Difference-in-Differences (DiD)

Definition

Core Statement

Difference-in-Differences (DiD) is a quasi-experimental design that estimates causal effects by comparing the change in outcomes over time between a treatment group and a control group. The key insight is that the control group's change captures the counterfactual trend.

Purpose

Estimate the causal effect of a policy or intervention.
Control for both time-invariant group differences and common time trends.

When to Use

Use DiD When...

You have panel data (observations over time for both groups).
A treatment is applied to one group but not another at a specific point in time.
Parallel trends assumption is plausible.

Theoretical Background

The Core Logic

Simple comparisons are biased:

Before vs After (Treatment Group): Ignores natural time trends.
Treatment vs Control (Post-Period): Ignores baseline differences.

DiD removes both biases:

{\hat{δ}}_{D i D} = ({\bar{Y}}_{T, p o s t} - {\bar{Y}}_{T, p r e}) - ({\bar{Y}}_{C, p o s t} - {\bar{Y}}_{C, p r e})

The Regression Model

Y_{i t} = α + β_{1} \cdot T r e a t_{i} + β_{2} \cdot P o s t_{t} + β_{3} \cdot (T r e a t_{i} \times P o s t_{t}) + ε_{i t}

Coefficient	Interpretation
$β_{1}$	Baseline difference between groups.
$β_{2}$	Time trend common to both groups.
$β_{3}$	The DiD Estimator. Causal effect of treatment.
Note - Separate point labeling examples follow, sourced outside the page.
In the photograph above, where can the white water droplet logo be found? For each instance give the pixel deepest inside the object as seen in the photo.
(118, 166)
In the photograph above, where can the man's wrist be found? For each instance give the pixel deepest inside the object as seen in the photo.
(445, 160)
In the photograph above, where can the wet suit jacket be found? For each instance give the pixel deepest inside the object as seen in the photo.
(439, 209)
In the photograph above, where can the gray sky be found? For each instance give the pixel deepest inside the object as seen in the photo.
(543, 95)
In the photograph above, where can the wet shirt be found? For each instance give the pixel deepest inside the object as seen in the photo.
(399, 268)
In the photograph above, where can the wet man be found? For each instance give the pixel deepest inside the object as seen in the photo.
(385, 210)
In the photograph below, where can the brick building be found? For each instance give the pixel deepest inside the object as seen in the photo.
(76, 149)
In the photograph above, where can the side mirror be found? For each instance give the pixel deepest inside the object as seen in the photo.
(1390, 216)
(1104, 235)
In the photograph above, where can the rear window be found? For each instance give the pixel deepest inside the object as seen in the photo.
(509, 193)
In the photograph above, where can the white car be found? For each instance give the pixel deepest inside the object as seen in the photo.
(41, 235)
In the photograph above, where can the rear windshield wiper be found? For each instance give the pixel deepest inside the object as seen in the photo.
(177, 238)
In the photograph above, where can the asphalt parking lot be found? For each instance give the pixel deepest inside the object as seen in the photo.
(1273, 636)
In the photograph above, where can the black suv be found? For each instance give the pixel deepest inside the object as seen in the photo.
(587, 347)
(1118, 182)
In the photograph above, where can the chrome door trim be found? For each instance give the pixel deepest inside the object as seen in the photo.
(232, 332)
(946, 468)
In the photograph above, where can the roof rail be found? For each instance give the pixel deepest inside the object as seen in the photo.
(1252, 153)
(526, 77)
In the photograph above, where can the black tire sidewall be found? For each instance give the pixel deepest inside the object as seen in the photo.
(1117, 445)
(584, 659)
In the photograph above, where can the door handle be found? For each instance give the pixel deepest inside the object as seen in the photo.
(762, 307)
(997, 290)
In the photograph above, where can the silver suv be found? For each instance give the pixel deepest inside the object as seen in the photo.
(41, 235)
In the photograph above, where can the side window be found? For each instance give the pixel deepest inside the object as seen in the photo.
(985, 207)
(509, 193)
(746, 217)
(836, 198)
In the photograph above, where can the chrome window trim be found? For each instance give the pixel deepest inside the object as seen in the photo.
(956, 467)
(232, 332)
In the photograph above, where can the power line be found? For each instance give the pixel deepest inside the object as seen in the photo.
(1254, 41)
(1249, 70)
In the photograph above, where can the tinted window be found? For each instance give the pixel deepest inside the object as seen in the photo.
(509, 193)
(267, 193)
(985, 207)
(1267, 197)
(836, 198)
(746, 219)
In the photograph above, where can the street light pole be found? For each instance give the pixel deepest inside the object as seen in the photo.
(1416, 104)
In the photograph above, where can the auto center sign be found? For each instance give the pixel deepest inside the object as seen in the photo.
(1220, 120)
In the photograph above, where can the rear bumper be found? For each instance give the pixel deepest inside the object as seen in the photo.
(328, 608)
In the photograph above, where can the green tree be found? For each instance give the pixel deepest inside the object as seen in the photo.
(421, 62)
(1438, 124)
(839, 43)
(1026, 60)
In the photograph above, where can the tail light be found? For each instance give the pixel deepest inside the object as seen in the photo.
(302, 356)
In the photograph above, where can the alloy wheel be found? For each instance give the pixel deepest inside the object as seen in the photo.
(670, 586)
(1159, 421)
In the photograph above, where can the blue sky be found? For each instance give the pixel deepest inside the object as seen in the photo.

Parallel Trends Assumption

Critical Assumption

In the absence of treatment, the treatment and control groups would have followed the same trend.

This cannot be tested directly for the post-period, but can be assessed in the pre-period:

If trends diverge before treatment, DiD is invalid.

Assumptions Checklist

Parallel Trends: Pre-treatment trends are the same for both groups.
No Spillover: Treatment only affects the treated group.
Common Shocks: Both groups are affected equally by external events.
Stable Unit Treatment Value Assumption (SUTVA).

Limitations

Pitfalls

Parallel Trends Violation: If trends differ pre-treatment, the estimate is biased.
Anticipation Effects: If treatment is anticipated, behavior may change before implementation.
Simultaneous Events: Other events coinciding with treatment can confound results.

Python Implementation

import statsmodels.formula.api as smf

# Data: Outcome, Treat (0/1), Post (0/1)
model = smf.ols("Outcome ~ Treat * Post", data=df).fit()
print(model.summary())

# The coefficient on 'Treat:Post' is the DiD estimate.

# Visualization: Check Parallel Trends
import matplotlib.pyplot as plt
df_grouped = df.groupby(['Time', 'Treat'])['Outcome'].mean().unstack()
df_grouped.plot(marker='o')
plt.axvline(x=treatment_time, linestyle='--', color='grey')
plt.title("Parallel Trends Check")
plt.show()

R Implementation

# DiD Regression
model <- lm(Outcome ~ Treat * Post, data = df)
summary(model)

# The 'Treat:Post' coefficient is the DiD effect.

# Visualize Parallel Trends
library(ggplot2)
ggplot(df, aes(x = Time, y = Outcome, color = factor(Treat))) +
  stat_summary(fun = mean, geom = "line") +
  geom_vline(xintercept = treatment_time, linetype = "dashed") +
  labs(title = "Parallel Trends Visualization")

Interpretation Guide

Output	Interpretation
$β_{3}$ = 5.0, p < 0.05	The treatment caused a 5-unit increase in the outcome.
Pre-trends diverge	Parallel trends assumption violated. DiD estimate is biased.